The future Roland Garros winner was coached for three years by Novotna. However, Novotna’s cancer became too severe after a point after which she was unable to coach Krejcikova.
The 25-year-old dedicated her Grand Slam win to her legendary coach after the match. “Pretty much her last words were just enjoy and just try to win a Grand Slam. And, I mean, I know that, from somewhere, she’s looking after me,” Krejcikova said after the match.
“All of this that just happened, these two weeks, is pretty much because she is just looking after me from up there,” she said as she pointed her racket towards the sky.
“It was amazing that I had a chance to meet her and that she was such an inspiration for me. I just really miss her. But I hope she’s happy right now. I’m extremely happy.”
Krejcikova, when growing up, was a massive fan of Justine Henin. The Belgian star won the Roland Garros singles title four times, and was best known for her excellent one-handed backhand shot.
Speaking after her own win at Paris, Krejcikova recalled finally getting to meet her childhood idol at the start of the tournament.
“When I saw Justine Henin at the start of the fortnight, I said to myself wow, it’s really her. I was so surprised that she knew my first and last name.
“When I was younger I often watched tennis with my mom and admired her. I’ve always loved its one-handed backhand. She was also super strong mentally and physically.

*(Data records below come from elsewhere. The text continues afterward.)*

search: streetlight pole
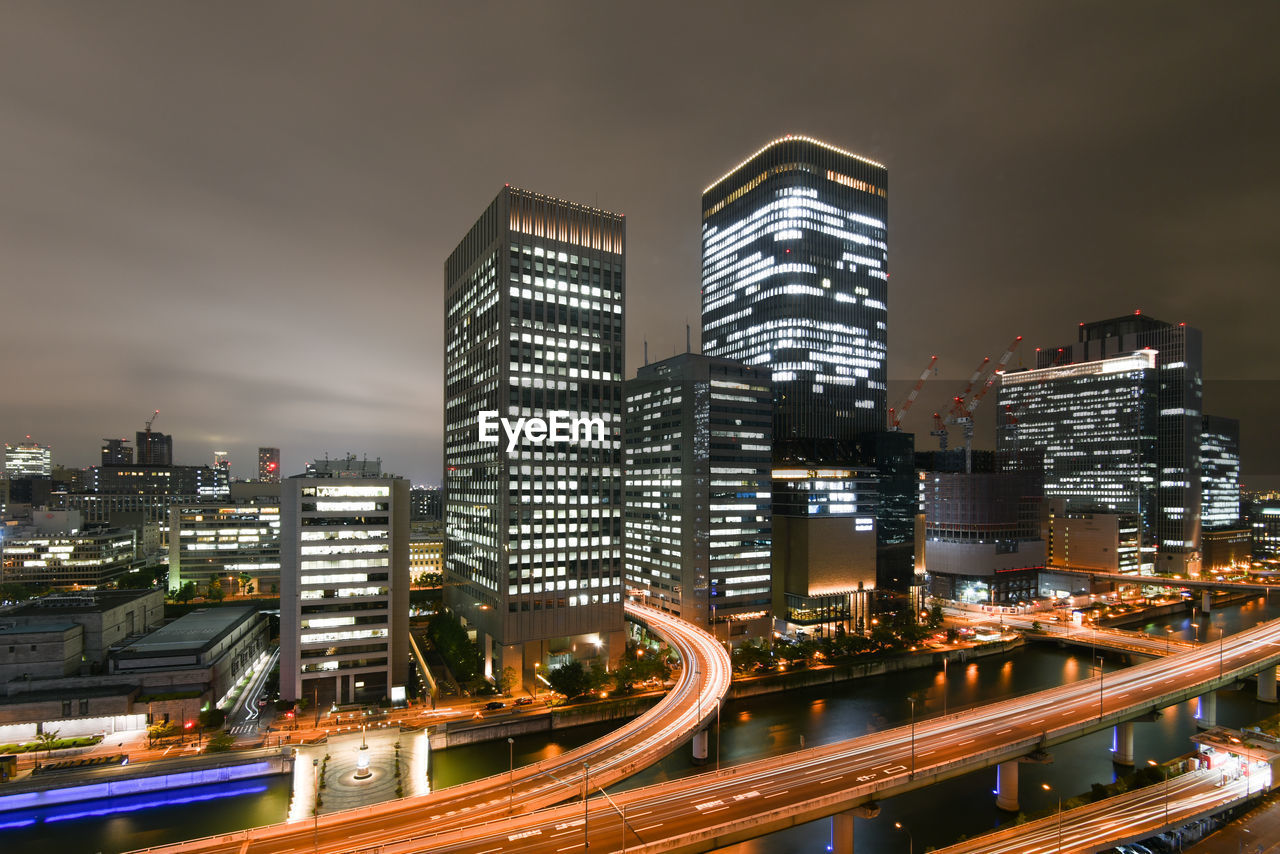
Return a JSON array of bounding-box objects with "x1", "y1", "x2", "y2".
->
[
  {"x1": 507, "y1": 736, "x2": 516, "y2": 813},
  {"x1": 906, "y1": 697, "x2": 915, "y2": 780},
  {"x1": 893, "y1": 822, "x2": 915, "y2": 854},
  {"x1": 311, "y1": 758, "x2": 320, "y2": 851},
  {"x1": 1041, "y1": 782, "x2": 1059, "y2": 854}
]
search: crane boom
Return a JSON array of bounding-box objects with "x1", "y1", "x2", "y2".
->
[{"x1": 888, "y1": 356, "x2": 938, "y2": 433}]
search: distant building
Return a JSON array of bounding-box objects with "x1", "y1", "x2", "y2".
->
[
  {"x1": 0, "y1": 529, "x2": 137, "y2": 588},
  {"x1": 257, "y1": 448, "x2": 280, "y2": 483},
  {"x1": 4, "y1": 437, "x2": 54, "y2": 478},
  {"x1": 408, "y1": 487, "x2": 444, "y2": 522},
  {"x1": 444, "y1": 187, "x2": 626, "y2": 688},
  {"x1": 280, "y1": 457, "x2": 410, "y2": 705},
  {"x1": 133, "y1": 430, "x2": 173, "y2": 466},
  {"x1": 1000, "y1": 314, "x2": 1203, "y2": 574},
  {"x1": 623, "y1": 353, "x2": 773, "y2": 638},
  {"x1": 169, "y1": 503, "x2": 280, "y2": 594},
  {"x1": 924, "y1": 455, "x2": 1046, "y2": 604},
  {"x1": 1199, "y1": 415, "x2": 1240, "y2": 530}
]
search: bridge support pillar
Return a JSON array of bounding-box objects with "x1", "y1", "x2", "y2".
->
[
  {"x1": 694, "y1": 730, "x2": 707, "y2": 766},
  {"x1": 1111, "y1": 721, "x2": 1133, "y2": 766},
  {"x1": 831, "y1": 803, "x2": 879, "y2": 854},
  {"x1": 1258, "y1": 665, "x2": 1276, "y2": 703},
  {"x1": 996, "y1": 759, "x2": 1018, "y2": 813},
  {"x1": 1196, "y1": 691, "x2": 1217, "y2": 730}
]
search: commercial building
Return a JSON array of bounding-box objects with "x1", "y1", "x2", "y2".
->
[
  {"x1": 280, "y1": 457, "x2": 410, "y2": 705},
  {"x1": 701, "y1": 136, "x2": 916, "y2": 624},
  {"x1": 257, "y1": 448, "x2": 280, "y2": 483},
  {"x1": 623, "y1": 353, "x2": 773, "y2": 638},
  {"x1": 444, "y1": 187, "x2": 626, "y2": 686},
  {"x1": 923, "y1": 455, "x2": 1046, "y2": 604},
  {"x1": 4, "y1": 435, "x2": 54, "y2": 478},
  {"x1": 169, "y1": 502, "x2": 280, "y2": 593},
  {"x1": 703, "y1": 136, "x2": 888, "y2": 448},
  {"x1": 997, "y1": 350, "x2": 1162, "y2": 574},
  {"x1": 0, "y1": 529, "x2": 137, "y2": 588}
]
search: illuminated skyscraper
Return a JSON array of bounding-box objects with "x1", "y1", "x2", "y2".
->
[
  {"x1": 703, "y1": 136, "x2": 888, "y2": 461},
  {"x1": 444, "y1": 187, "x2": 626, "y2": 685},
  {"x1": 257, "y1": 448, "x2": 280, "y2": 483}
]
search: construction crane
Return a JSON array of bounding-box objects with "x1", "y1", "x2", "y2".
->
[
  {"x1": 888, "y1": 356, "x2": 938, "y2": 433},
  {"x1": 947, "y1": 335, "x2": 1023, "y2": 471}
]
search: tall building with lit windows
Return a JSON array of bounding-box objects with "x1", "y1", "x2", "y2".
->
[
  {"x1": 623, "y1": 353, "x2": 773, "y2": 639},
  {"x1": 444, "y1": 186, "x2": 626, "y2": 685},
  {"x1": 280, "y1": 458, "x2": 410, "y2": 705},
  {"x1": 1001, "y1": 312, "x2": 1204, "y2": 574},
  {"x1": 703, "y1": 136, "x2": 888, "y2": 460}
]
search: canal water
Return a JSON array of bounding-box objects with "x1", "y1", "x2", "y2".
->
[{"x1": 0, "y1": 597, "x2": 1280, "y2": 854}]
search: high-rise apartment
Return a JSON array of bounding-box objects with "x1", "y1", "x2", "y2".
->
[
  {"x1": 280, "y1": 461, "x2": 410, "y2": 704},
  {"x1": 703, "y1": 136, "x2": 888, "y2": 461},
  {"x1": 623, "y1": 353, "x2": 773, "y2": 638},
  {"x1": 444, "y1": 186, "x2": 626, "y2": 684},
  {"x1": 257, "y1": 448, "x2": 280, "y2": 483}
]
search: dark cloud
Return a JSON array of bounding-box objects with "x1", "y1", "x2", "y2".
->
[{"x1": 0, "y1": 1, "x2": 1280, "y2": 480}]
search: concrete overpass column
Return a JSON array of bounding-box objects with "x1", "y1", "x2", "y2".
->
[
  {"x1": 996, "y1": 759, "x2": 1018, "y2": 813},
  {"x1": 1111, "y1": 721, "x2": 1133, "y2": 766},
  {"x1": 694, "y1": 729, "x2": 707, "y2": 764},
  {"x1": 831, "y1": 803, "x2": 879, "y2": 854},
  {"x1": 1258, "y1": 665, "x2": 1276, "y2": 703},
  {"x1": 831, "y1": 813, "x2": 854, "y2": 854},
  {"x1": 1196, "y1": 691, "x2": 1217, "y2": 730}
]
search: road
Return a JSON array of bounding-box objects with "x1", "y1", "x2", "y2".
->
[
  {"x1": 345, "y1": 621, "x2": 1280, "y2": 854},
  {"x1": 132, "y1": 603, "x2": 731, "y2": 854},
  {"x1": 937, "y1": 771, "x2": 1258, "y2": 854}
]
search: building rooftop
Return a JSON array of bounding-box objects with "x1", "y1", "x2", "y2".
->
[
  {"x1": 0, "y1": 589, "x2": 164, "y2": 618},
  {"x1": 118, "y1": 606, "x2": 257, "y2": 658}
]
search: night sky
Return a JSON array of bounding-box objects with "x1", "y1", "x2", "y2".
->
[{"x1": 0, "y1": 0, "x2": 1280, "y2": 487}]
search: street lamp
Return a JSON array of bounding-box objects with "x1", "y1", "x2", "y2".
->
[
  {"x1": 1147, "y1": 759, "x2": 1169, "y2": 827},
  {"x1": 906, "y1": 697, "x2": 915, "y2": 780},
  {"x1": 507, "y1": 736, "x2": 516, "y2": 813},
  {"x1": 893, "y1": 822, "x2": 915, "y2": 854},
  {"x1": 311, "y1": 757, "x2": 320, "y2": 851}
]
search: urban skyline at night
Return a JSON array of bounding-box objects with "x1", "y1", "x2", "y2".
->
[{"x1": 0, "y1": 4, "x2": 1280, "y2": 485}]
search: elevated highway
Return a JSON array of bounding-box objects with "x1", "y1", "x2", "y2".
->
[
  {"x1": 378, "y1": 621, "x2": 1280, "y2": 854},
  {"x1": 132, "y1": 602, "x2": 731, "y2": 854}
]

“I was shaking when I saw her and I was able to touch her! I am so happy to have lived this moment, I will be able to tell it to my children.”
Krejcikova, like many other tennis players, lives and breathes for the sport. The nature of the tour and number of tournaments played often means time for things beyond tennis can be scarce.
Yet the Czech is obsessed with the sport. When she is at home in Brno, she visits her hometown tennis club and speaks to her childhood coach.
Besides that, she enjoys gardening, sewing and spending time with her family.